Facta Ficta

vitam impendere vero

Nietzsche thinking

[MA-100]

Pudeur

La pudeur existe partout où il y a un « mystère »; or c’est là une conception religieuse qui avait, aux plus anciens temps de la civilisation humaine, une grande extension. Partout il y avait des domaines limités, dont le droit divin interdisait l’accès, sauf sous certaines conditions: c’était tout d’abord une interdiction toute locale, en ce sens que certains emplacements ne pouvaient être foulés par le pied des profanes et que, dans leur voisinage, ceux-ci ressentaient épouvante et inquiétude. Ce sentiment fut de diverses façons transporté à d’autres objets, par exemple aux rapports sexuels, qui, étant un privilège et un adyton de l’âge plus mûr, devaient être soustraits aux regards de la jeunesse, pour son bien: la garde de ces rapports et leur sanctification étaient l’affaire de plusieurs divinités qui étaient censées placées en sentinelles dans l’appartement nuptial. (En langue turque, cet appartement s’appelle par cette raison Harem, « sanctuaire, » et par conséquent est désigné par le nom usité pour les portiques des mosquées).

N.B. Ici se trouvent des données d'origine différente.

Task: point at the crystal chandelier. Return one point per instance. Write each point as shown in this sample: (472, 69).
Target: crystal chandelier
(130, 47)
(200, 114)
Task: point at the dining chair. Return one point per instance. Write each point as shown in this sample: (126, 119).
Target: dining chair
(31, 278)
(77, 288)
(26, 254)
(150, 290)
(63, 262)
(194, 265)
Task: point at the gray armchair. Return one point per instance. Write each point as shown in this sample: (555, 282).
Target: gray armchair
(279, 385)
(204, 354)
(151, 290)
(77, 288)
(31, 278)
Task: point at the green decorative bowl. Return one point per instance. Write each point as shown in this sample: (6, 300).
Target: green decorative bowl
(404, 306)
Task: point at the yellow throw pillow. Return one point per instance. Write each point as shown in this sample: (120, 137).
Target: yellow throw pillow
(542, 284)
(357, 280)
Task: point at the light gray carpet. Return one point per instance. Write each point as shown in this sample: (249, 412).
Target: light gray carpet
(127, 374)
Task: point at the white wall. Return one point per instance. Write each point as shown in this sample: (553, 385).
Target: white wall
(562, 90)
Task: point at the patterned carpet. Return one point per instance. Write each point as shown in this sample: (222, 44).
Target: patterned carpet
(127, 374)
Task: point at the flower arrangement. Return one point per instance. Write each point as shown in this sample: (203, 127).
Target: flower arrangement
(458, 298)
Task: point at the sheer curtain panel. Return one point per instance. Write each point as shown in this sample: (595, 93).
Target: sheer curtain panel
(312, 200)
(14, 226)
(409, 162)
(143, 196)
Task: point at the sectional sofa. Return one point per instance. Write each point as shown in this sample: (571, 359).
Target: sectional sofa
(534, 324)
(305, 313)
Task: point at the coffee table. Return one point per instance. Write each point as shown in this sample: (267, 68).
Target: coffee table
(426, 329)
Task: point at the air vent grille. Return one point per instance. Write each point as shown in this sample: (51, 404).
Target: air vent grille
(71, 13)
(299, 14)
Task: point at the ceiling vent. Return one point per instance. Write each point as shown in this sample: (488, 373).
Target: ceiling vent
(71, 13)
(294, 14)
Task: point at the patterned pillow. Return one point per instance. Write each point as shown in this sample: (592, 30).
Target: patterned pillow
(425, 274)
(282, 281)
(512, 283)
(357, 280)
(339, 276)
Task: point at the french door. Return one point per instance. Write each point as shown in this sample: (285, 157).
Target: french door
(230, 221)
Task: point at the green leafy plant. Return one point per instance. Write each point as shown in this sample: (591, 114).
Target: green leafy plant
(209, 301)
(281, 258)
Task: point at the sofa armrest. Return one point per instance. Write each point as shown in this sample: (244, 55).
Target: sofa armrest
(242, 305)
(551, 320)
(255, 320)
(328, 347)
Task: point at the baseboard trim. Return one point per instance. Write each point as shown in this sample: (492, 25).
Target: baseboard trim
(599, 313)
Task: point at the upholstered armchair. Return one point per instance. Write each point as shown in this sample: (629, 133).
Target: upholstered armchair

C’est ainsi que la royauté, centre d’où rayonne la puissance et l’éclat, est pour le sujet un mystère plein de secret et de pudeur: effet dont bien des restes se font encore sentir aujourd’hui chez des peuples qui ne comptent pas d’ailleurs parmi les pudiques. De même le monde entier des états intérieurs, ce qu’on appelle l’ « âme », est actuellement encore un mystère pour tous les non-philosophes, à la suite de ce que, pendant un temps infini, il fut cru digne d’une origine divine, de relations avec la divinité: il est par suite un adyton et éveille la pudeur.